The audience stood and erupted with applause.
“To everyone listening, and to me when I was younger, what I want to say is I see you and I accept you and you’re okay, and if there isn’t a spot for you in the community, then make one,” Norton said. “And once you’ve made one, make one for another person, and thank you for doing that for me.”
Friends and family embraced Norton as the audience continued their applause.
Denise Ware, vice president of the chamber and owner of Soco Coffee Company, congratulated Norton again on his announcement before introducing Terri Day, manager of the Myrtle Creek St. Vincent de Paul, as 2019 Woman of the Year.
Ware noted that after serving 30 years in the U.S. Air Force, Day has continued to serve her community. In addition to bringing St. Vincent back from financial hardship, Day has worked to provide clothing and food to kids in need, Ware said. The Friday summer snack program “included handing out over 600 snack bags” to youth this summer, she said.
With her family up with her at the podium, Day said, “After 30 years in the military, I figured out that you’re not successful if you don’t take care of the people around you.”
“A lot of people go into helping me make St. Vincent de Paul a success,” she said. She thanked her father and mother, who works with her at the thrift store. “Thank you to everyone. St.

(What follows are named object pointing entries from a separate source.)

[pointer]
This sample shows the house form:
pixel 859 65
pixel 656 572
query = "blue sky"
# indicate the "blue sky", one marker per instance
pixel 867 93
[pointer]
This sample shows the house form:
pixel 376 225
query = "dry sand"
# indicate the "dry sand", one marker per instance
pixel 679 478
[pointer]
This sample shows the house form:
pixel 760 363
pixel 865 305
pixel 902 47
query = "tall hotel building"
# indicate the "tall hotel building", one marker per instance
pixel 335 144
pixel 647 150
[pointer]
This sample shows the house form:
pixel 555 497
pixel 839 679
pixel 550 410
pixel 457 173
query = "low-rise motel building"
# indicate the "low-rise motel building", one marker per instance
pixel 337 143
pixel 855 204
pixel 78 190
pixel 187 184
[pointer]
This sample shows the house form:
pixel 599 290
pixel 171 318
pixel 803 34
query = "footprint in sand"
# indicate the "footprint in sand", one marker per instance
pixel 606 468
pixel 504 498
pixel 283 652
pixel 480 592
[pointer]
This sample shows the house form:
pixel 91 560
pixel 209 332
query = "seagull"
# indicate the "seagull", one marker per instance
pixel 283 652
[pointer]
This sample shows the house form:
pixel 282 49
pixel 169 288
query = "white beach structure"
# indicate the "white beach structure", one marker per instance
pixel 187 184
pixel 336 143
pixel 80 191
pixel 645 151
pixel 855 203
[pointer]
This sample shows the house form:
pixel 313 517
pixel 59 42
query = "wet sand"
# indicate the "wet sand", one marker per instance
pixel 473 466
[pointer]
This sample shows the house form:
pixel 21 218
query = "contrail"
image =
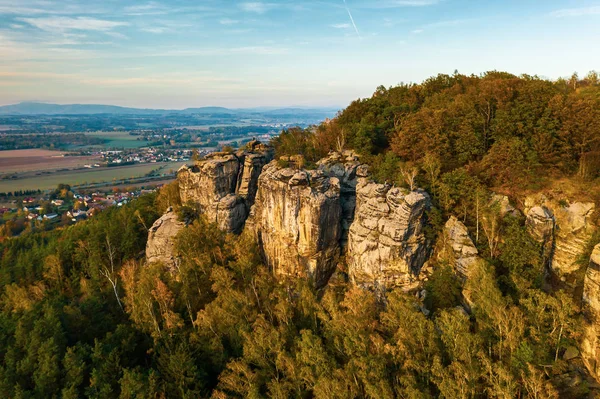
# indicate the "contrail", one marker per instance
pixel 352 20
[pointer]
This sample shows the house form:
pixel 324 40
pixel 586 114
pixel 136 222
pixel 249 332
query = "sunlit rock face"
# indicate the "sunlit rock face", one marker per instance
pixel 386 245
pixel 590 346
pixel 160 247
pixel 224 185
pixel 296 218
pixel 540 224
pixel 456 247
pixel 347 167
pixel 563 231
pixel 574 229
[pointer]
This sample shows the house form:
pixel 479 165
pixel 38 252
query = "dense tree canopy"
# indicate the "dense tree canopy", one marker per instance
pixel 82 315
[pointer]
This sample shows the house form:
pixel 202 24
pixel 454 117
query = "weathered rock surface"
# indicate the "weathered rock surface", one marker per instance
pixel 540 224
pixel 160 247
pixel 224 185
pixel 573 230
pixel 386 246
pixel 457 247
pixel 590 348
pixel 347 167
pixel 296 218
pixel 504 205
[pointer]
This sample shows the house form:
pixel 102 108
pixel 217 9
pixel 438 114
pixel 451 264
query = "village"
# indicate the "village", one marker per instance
pixel 61 207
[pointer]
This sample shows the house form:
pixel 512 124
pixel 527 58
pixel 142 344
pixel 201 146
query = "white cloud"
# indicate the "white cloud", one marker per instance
pixel 156 30
pixel 399 3
pixel 228 21
pixel 62 24
pixel 256 7
pixel 576 12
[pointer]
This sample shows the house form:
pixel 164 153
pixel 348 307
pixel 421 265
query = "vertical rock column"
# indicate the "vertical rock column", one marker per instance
pixel 386 245
pixel 590 346
pixel 296 218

Vincent de Paul has gotten to be a huge program and we really appreciate everyone’s support.”
Jerrie Thomas, owner of Goodog Bakery and recipient of the 2018 Business of the Year award, presented the 2019 Business of the Year award to Edward and Morgan Hernandez, owners of Ed & Mo’s Diner.
After almost six years in business, the diner has been nominated business of the month four times.
Thomas said one customer described the business as, “My favorite place to eat,” another said, “It’s so homey,” and another described the diner as, “warm and cozy.”
Morgan Hernandez said she and her husband couldn’t imagine doing business anywhere else.
“This is so exciting,” Hernandez said. “This community is so giving and loving.”
Edward Hernandez said, “This community is incredible, incredible,” after thanking everyone.
City Councilor Bill Burnett presented the lifetime achievement award to Ken Brouillard, former mayor of Myrtle Creek, and his wife, Marilyn.
“This is probably one of the most difficult ones you can receive because it involves most of your adult life giving your time, your money, your energy, your membership to a variety of different organizations in our community,” Burnett said.
He said the Brouillards could not be there to accept the awards due to health issues, but he would accept it for them and present it to them the next day at the hospital.
City Councilor Susan Harris presented the Special Recognition Award, which cannot be given to a for-profit business, and instead goes to an individual, a group, an organization or a club that demonstrates outstanding service.
Harris presented the award to Ray Munoz, who has run the annual community Thanksgiving dinner the last two years.
This year, two people received the chamber’s presidents’ awards, which are given to people who help the chamber fulfill its mission at no charge.
Jodie Hall received the award for becoming the chamber’s bookkeeper when the position of treasurer was recently left vacant. Melodie Branham received the award for building a new chamber website.
The chamber also inducted two people who recently passed away into its Legacy Circle for their service to the chamber and the community.
Pastor Dan Jacoy and Steve Hall gave two passionate and emotional eulogies for inductees, Maureen Butler and Frank Bartley, respectively.